Thursday, July 6, 2017

John Helmer — How the Russian Economy Looks if You Aren’t Wearing Nato Night-Fighting Goggles


John Helmer is less optimistic than Jon Hellevig. But Hellevig is in the business of analysis and Helmer is not. The reputational risk therefore falls on Hellevig. Moreover, Hellevig has an organization (Awara) behind him. One would have to dispute Awara's number specifically.

Dances with Bears
John Helmer

3 comments:

Dan Lynch said...

Sergei Glazyev is obvious, but he is window-dressing in the Kremlin wall. Not one of his policy recommendations has been adopted, nor even endorsed in public by the president.

That was my impression as well.
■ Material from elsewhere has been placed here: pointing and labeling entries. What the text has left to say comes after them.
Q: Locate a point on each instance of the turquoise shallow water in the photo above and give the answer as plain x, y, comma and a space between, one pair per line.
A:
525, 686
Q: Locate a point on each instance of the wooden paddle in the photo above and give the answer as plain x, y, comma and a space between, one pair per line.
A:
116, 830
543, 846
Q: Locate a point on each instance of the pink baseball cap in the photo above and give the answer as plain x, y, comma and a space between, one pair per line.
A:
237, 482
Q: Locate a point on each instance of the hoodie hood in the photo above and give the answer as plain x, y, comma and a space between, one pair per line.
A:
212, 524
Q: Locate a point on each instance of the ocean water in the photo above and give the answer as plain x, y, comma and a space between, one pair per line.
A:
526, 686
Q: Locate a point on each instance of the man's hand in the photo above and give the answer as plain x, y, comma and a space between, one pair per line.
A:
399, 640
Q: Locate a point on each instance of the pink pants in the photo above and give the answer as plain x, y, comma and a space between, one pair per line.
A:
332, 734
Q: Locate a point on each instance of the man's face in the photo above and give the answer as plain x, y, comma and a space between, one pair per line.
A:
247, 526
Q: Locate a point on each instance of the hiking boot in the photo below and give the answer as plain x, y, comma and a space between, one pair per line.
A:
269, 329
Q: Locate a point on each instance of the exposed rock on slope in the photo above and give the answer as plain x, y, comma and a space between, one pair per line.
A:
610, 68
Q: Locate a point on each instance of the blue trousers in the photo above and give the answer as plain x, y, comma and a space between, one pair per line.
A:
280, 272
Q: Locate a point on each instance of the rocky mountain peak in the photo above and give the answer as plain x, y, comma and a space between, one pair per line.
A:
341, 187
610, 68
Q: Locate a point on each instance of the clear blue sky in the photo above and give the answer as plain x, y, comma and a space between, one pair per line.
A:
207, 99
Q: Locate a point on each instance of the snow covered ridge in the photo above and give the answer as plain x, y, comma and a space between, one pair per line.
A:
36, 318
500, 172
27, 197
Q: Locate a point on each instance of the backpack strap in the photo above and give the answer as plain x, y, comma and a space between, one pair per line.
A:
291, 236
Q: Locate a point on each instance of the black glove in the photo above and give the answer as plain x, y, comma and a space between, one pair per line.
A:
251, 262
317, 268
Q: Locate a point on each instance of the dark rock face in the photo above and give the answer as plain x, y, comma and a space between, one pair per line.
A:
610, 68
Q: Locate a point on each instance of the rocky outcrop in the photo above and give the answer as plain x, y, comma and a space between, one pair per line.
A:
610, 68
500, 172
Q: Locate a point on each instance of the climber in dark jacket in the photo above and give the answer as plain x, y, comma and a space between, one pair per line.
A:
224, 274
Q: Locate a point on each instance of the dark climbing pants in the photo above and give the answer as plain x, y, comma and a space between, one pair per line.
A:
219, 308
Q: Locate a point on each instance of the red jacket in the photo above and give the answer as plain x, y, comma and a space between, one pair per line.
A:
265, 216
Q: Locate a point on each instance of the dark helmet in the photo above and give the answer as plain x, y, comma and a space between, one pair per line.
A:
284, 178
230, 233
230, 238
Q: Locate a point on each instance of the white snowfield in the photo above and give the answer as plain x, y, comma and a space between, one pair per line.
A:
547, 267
Glazyev is often trotted out as an example of progressive Russian thinking, but the people who run Russia do not seem to listen to Glazyev.

Russia has the lowest level of imports (as a share of the GDP) of all major countries… Russia’s very low levels of imports in the global comparison obviously signifies that Russia produces domestically a much higher share of all that it consumes (and invests), this in turn means that the economy is superbly diversified contrary to the claims of the failed experts and policymakers. In fact, it is the most self-sufficient and diversified economy in the world.

So much for "imports are real benefits and exports are real costs." There is a lot to be said for self-sufficiency.

Thank you for posting this, Tom.

NeilW said...

"There is a lot to be said for self-sufficiency."

You can be self-sufficient and have lots of imports. That way your population has a higher standard of living than they otherwise would have. That is the context of 'imports are real benefits' line (in the context of full domestic employment and 'imports are leakages'). Don't take it out of context.

If you have needed imports you'd better have diversity of supply with sufficient slack to handle sanctions from one supplier and diversity of exports to cover if there is a drop off in demand (including for your savings).

The arguments against autarky are the ones that try and create highly coupled nations - so that the governments of those nations cannot change direction significantly.

GLH said...

Imports are real benefits and exports are real costs for neoliberal banksters. But for labor imports are lost jobs and cheap wages.